Two years after she emigrated from Jerusalem to the U.S., San Francisco resident Buthienah Taha made what would prove to be a significant decision for her family when her first son was born in 1981: her children's first language would be English.
Taha has five children, two of whom still attend schools in the San Francisco Unified School District.
“If you go to college, you have to learn to speak English, so the first language has to be English,” Taha said of studying in both Jerusalem and the U.S.
While Taha's decision was important to her children's future, they were schooled by a district that happens to be a national leader in addressing the needs of immigrant students and students of immigrant parents.
Taha's children — who were also raised speaking Arabic — are among the more than half of California youths ages 16 to 26 who are immigrants or the children of immigrants, a number revealed in a first-of-its-kind report for the state released today by the Migration Policy Institute.

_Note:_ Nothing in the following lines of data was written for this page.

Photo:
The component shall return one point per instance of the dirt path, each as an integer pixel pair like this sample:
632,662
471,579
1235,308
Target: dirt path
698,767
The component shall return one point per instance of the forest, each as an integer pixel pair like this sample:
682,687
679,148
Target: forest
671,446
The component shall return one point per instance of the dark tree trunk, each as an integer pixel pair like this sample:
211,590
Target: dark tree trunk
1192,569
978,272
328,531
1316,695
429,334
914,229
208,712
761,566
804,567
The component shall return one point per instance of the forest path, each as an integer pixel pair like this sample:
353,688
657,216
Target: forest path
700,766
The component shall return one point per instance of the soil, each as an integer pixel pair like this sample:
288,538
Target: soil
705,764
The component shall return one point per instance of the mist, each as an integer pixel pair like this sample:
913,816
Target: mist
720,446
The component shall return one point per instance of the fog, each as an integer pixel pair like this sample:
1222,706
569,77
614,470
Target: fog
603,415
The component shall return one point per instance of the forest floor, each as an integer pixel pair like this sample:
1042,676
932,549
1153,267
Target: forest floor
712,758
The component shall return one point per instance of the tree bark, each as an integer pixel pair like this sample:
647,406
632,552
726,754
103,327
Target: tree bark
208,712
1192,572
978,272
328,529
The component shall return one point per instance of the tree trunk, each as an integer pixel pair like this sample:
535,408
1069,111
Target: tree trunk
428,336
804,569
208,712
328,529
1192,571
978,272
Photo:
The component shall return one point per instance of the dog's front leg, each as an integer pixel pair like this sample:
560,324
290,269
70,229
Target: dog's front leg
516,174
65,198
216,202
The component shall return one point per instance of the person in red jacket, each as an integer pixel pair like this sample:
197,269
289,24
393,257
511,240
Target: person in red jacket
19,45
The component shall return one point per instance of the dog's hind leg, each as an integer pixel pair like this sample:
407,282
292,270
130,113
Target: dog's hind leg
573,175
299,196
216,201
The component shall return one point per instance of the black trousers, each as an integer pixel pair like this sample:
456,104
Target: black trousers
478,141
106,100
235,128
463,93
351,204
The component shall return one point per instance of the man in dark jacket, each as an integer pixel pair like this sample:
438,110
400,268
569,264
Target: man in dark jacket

The study, “Critical Choices in Post-Recession California: Investing in the Educational and Career Success of Immigrant Youth,” recommends decisions that could be made by policymakers and education leaders as California recovers from the economic crisis.
Pressing issues include financing, implementation of new academic standards and future directions for California high school, post-secondary and adult education systems, said Margie McHugh, director of the migration institute's National Center on Immigration Policy and one of the three co-authors of the report.
“Very often, people think separately about immigration and issues like education,” McHugh said. “[But] one really can't come up with the right prescription for education reform without understanding that a large portion of the student population comes from immigrant families.”
The study provides an analysis of the educational experiences among California's first- and second-generation youths. It focuses primarily on several school districts statewide, including those in San Francisco and Oakland.
In the 2012-13 school year, 26 percent of students in San Francisco and Los Angeles public schools were English-language learners, the second-highest figure after Oakland, according to the report.
San Francisco received high marks for its language-immersion efforts that began four decades ago with the activism of Chinese parents. In 1974, the U.S. Supreme Court issued a landmark decision that led to the creation of the Lau Action Plan, consisting of bilingual education programs for English learners.
In 2008, after the SFUSD was found to be lacking in access for English-language learners, a new Lau Action Plan was developed that led to San Francisco becoming one of the first large school districts nationwide to implement distinct pathways to school success for recent immigrant students, the report states.
Twelve public schools in The City now offer newcomer pathway programs in which students learning English receive educational, emotional and transitional support, said Christina Wong, special assistant to the superintendent for the SFUSD.
A newcomer student receives an “intensive double block of English-language development and other transitional support so they have a smooth orientation into our school system,” Wong explained.
But issues linger statewide because California already faced a lagging education system, despite recent developments such as the 2013 implementation of the Local Control Funding Formula to curb budget cuts during the recession, according to the report.
“The big problem is that so many young adults aren't going to benefit from these changes happening now,” McHugh said. “They graduated at a time when there were enormous cutbacks, and they're still at a critical point in their lives.”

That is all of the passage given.